齊林少卻慢着腳步踱到我身側,對我招招手,靠近我耳邊,低聲道:“送你件東西。”
我滿腹狐疑,不知道他又起了什麼鬼心腸,卻見他將一支精巧的鳳釵插丨進我的髮髻。我用手一摸,便知這就是那枚克鬆的鏤金。
他覆在我耳邊,低聲道:“阿佛姑娘,有些東西不要太執着,阿鬆是個好男人,你要好好珍惜。”說完,他拍了拍我的肩膀,快走幾步,追上前方的姜帝女和原空。
阿鬆回頭瞧我,目光盯着我的頭頂停留了一會兒,便轉過頭,繼續送客。
出了住安山的結界,我和阿鬆不便再相送,眼睜睜的看着原空的背影離去,心中無限惆悵。
阿鬆牽過我的手,騰起妖雲,將我扶穩,纔對我說:“是回山裡,還是跟下去?”
我猶豫了會兒,便伸手拔下發髻上的鳳釵,攤開阿鬆的手掌,放在他手心:“阿鬆,我們去尋魔火獸毀了這鏤金吧!”
金克木,這世間能毀了阿鬆的,便是這枚鏤金;火克金,能毀了鏤金的便是魔族的魔火獸。
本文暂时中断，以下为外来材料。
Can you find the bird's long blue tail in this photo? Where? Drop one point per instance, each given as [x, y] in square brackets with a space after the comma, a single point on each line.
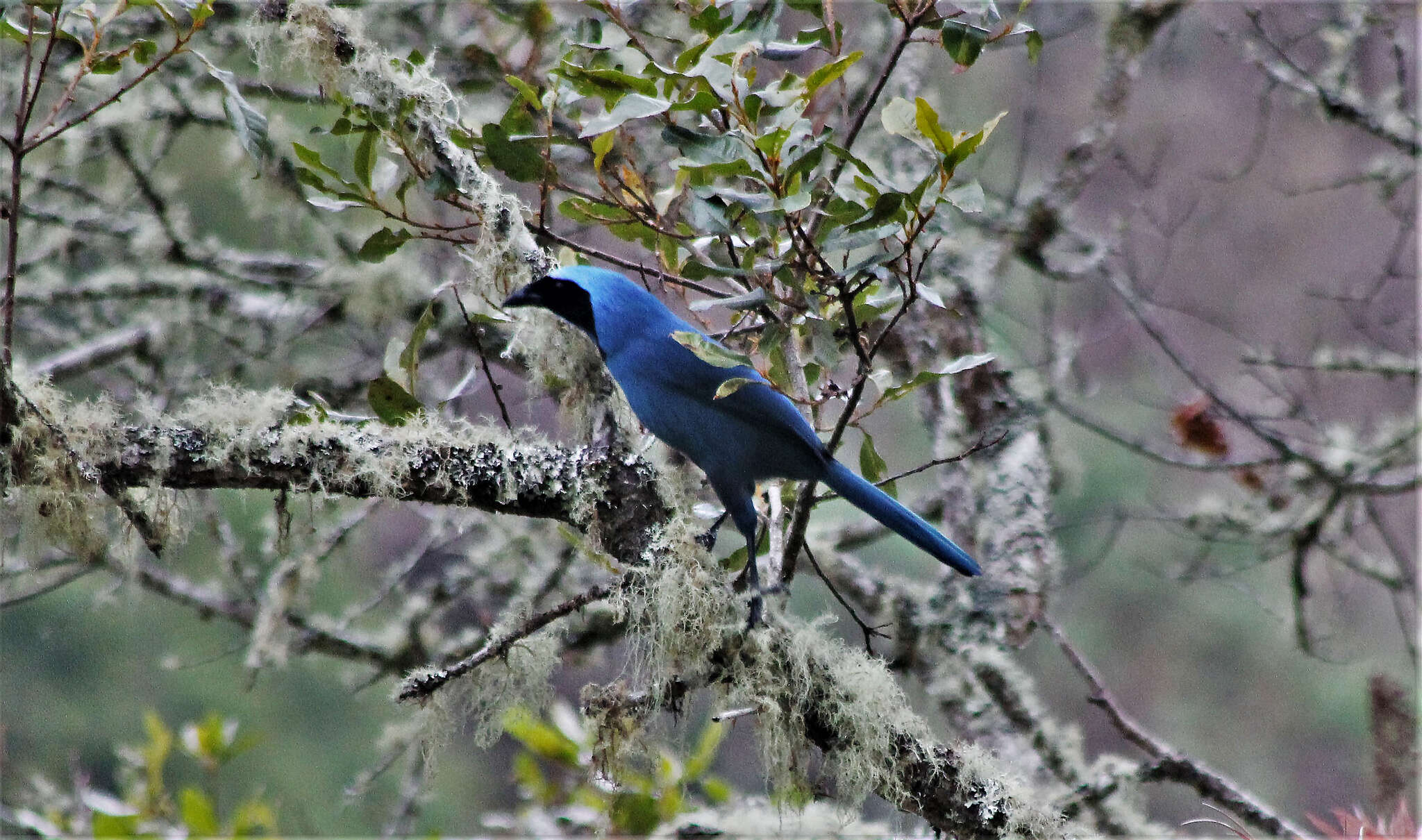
[912, 526]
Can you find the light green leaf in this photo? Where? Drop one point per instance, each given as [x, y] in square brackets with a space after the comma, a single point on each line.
[142, 50]
[521, 161]
[390, 401]
[198, 815]
[963, 42]
[602, 144]
[822, 76]
[539, 738]
[630, 107]
[926, 120]
[525, 90]
[1034, 46]
[967, 198]
[410, 355]
[710, 351]
[901, 117]
[971, 142]
[366, 156]
[381, 244]
[107, 65]
[246, 121]
[926, 377]
[731, 387]
[873, 467]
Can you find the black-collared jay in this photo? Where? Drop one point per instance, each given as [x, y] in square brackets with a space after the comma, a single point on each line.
[747, 435]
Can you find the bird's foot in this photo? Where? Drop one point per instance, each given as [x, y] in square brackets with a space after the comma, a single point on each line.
[757, 617]
[757, 613]
[707, 541]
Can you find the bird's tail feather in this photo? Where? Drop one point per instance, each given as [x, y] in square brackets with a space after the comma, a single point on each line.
[909, 525]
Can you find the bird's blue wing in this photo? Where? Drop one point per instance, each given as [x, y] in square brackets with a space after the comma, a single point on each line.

魔火獸常年生於魔族深處,並不易見,想要它毀了這鏤金,只能去魔族深處尋它。
阿鬆有一刻怔愣,纔開口道:“一枚小小鏤金,還不足以置我於死地,阿佛莫要多慮。”說完,他隨手又鳳釵插在我的髮髻上,笑容和煦,道:“還是留給我們家阿佛當髮簪帶着更好看!”
阿鬆騰着妖雲將我帶回結界內,我立於他的身側,有些愧疚。
這些年來,我對阿鬆都是虧欠的。其實阿鬆求得不多,只是像剛纔那樣一個不去追寧許而去找魔火獸毀鏤金的小小的決定,便能讓阿鬆悶悶開懷許久。
也許齊林少說的對,我過於執着,將一無所有,可是……我放不下寧許。
在山中小住了幾日,我竟有些坐立不安,原因無它,而是我手中的這塊鏤金,像是塊燙手山芋,擱在哪裡我都不放心,生怕被人偷了去傷了阿鬆。
於是,我將鏤金揣進懷中,出門去找阿鬆商量對策。還沒走出幾步,就見一熟人施施然飄着妖雲走來。他的樣子和在夾龍山裡一樣,長袖飄飄的白衣公子。
我倒是沒有想到在這能看見變大版的小不點。
那妖圖公子見了我,笑眯眯的下了妖雲,對我作揖行禮,禮數週全,倒是真把凡間書生的模樣仿得像那麼幾分。
我打趣道:“呦,小不點這才幾天不見,你就能化成翩翩公子了!”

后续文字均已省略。